TikTok is already appealing directly to President-elect Donald J. Trump, who has vowed to save the app, somehow. Mr. Chew posted a direct appeal to Mr. Trump on TikTok after the Supreme Court decision, thanking him “for his commitment to work with us to find a solution that keeps TikTok available in the United States.” TikTok declined to comment on Project Achilles.

Late Friday, the company said that unless the Biden administration made it clear to service providers that they could continue providing services to the app after the law took effect, “unfortunately TikTok will be forced to go dark on Jan. 19.”

TikTok users are grieving, often couching their dismay in dark humor. Few seem to believe the app will be blocked on Sunday.

“In 2020 I did an interview about the TikTok ban, and I was saying the same thing: ‘I don’t think it’s going to get banned,’” said Yumna Jawad, a recipe developer and content creator who goes by Feel Good Foodie. “Five years later, I’m still doing the same interview.”

Before it was TikTok, it was Musical.ly, a Chinese lip-syncing app popular with teenagers and tweens.

Musical.ly’s two founders had nearly run out of venture funding for an education app when they decided to pivot to D.I.Y. music videos in 2014. The app let users film over 15-second clips of popular songs, often accompanied by a distinct brand of hand choreography.

As Musical.ly grew, ByteDance took notice. It paid around $1 billion for Musical.ly in 2017 and ultimately folded its technology and users into an app that ByteDance had launched internationally only a few months earlier: TikTok. By 2018, TikTok was roaring into the rankings of the most downloaded apps in the United States.

During the Covid-19 pandemic, TikTok became a mainstay in Americans’ lives.

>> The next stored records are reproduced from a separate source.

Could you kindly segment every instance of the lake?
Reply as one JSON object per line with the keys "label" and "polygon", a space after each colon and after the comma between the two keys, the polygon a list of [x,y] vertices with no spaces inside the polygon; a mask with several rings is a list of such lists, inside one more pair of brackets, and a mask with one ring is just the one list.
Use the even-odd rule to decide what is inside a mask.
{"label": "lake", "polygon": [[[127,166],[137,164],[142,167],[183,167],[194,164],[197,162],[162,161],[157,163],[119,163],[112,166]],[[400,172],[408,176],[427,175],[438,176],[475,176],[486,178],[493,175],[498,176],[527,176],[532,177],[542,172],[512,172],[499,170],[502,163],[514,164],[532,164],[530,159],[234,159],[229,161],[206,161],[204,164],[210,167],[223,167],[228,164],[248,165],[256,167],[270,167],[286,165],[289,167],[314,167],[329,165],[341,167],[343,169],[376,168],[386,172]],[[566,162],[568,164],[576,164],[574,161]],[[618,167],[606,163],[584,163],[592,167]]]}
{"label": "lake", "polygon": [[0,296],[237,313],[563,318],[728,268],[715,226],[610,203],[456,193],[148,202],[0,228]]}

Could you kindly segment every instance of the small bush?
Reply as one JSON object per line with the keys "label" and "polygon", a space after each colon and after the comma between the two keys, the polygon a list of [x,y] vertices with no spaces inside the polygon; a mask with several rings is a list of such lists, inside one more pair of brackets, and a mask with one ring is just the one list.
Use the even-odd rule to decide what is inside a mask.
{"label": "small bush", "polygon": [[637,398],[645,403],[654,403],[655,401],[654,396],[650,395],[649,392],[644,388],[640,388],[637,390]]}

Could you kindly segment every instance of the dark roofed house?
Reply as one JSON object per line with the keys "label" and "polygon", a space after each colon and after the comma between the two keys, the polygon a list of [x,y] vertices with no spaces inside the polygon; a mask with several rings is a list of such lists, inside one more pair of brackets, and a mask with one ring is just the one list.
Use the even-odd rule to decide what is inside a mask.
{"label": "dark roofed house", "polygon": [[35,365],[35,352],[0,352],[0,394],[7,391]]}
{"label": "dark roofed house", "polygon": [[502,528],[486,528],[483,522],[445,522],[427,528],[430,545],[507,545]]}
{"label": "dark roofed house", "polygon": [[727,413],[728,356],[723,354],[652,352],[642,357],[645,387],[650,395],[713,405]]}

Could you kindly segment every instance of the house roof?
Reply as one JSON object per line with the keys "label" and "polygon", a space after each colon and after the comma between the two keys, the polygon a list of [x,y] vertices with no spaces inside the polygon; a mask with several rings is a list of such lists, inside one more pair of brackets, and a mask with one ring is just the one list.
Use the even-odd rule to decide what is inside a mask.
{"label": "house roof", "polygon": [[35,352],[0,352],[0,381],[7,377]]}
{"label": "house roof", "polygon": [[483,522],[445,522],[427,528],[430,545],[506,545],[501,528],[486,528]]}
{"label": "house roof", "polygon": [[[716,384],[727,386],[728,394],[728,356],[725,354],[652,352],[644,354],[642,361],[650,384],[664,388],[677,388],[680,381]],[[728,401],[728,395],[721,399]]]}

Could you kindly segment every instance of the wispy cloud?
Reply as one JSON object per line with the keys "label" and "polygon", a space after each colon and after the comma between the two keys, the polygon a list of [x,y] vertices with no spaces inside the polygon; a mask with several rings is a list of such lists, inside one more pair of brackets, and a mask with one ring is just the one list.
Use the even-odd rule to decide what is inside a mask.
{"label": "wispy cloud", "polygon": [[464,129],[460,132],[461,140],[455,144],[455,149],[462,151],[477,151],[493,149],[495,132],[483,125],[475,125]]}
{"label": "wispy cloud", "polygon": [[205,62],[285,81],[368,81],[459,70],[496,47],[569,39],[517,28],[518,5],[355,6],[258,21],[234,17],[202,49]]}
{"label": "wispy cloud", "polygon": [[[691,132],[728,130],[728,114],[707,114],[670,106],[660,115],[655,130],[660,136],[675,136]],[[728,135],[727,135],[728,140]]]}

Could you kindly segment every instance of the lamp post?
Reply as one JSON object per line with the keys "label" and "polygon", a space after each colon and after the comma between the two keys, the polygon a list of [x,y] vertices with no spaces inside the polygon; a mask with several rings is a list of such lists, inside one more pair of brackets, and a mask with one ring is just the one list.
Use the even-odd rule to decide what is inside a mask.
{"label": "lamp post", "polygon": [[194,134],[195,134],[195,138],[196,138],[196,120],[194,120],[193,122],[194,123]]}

The app, with its endless stream of short-form entertainment, was perfectly positioned for a period when many people had more free time than ever. Or, as the musician Curtis Roach put it in the video that would make him one of the pandemic’s earliest breakout stars, a time when many people were “bored in the house.”

I joined just to post my little funny videos, and TikTok turned into something that can change somebody’s life,” Mr. Roach said in a recent interview.

TikTok seemingly left no corner of culture untouched.

Emma Straub, an author and owner of the independent Books Are Magic bookstores, recalled seeing backlist titles like Madeline Miller’s “The Song of Achilles” suddenly in high demand after BookTok made them popular again. In the culinary world, TikTok sent feta cheese and, later, cucumbers flying off the shelves as home cooks clamored to recreate viral recipes. Jane Wickline leveraged parody videos into a role on “Saturday Night Live.” TikTok was the most downloaded app in the United States and world in 2020, 2021 and 2022.


Charli D’Amelio livestreaming for her family’s Hulu reality show in 2021

Almost overnight, teenagers became household names. By November 2020, Charli D’Amelio had amassed 100 million followers, making her, at that time, the most-followed person on TikTok in the world. She became, at age 16, famous for recording dance videos in her bedroom. By 2021, her family would have a reality showon Hulu.

“It was a vehicle for my kids and us to follow their dreams,” said Marc D’Amelio, Ms. D’Amelio’s father.

As TikTok’s popularity surged, so did scrutiny from the U.S. government. But TikTok managed to evade almost everything officials threw at it.

The first serious effort to ban the app in the United States came in the summer of 2020 from Mr. Trump, during his first term as president. TikTok was already on edge after a ban in India. Then Mr. Trump raised concerns that ByteDance could hand over sensitive TikTok user data to the Chinese government.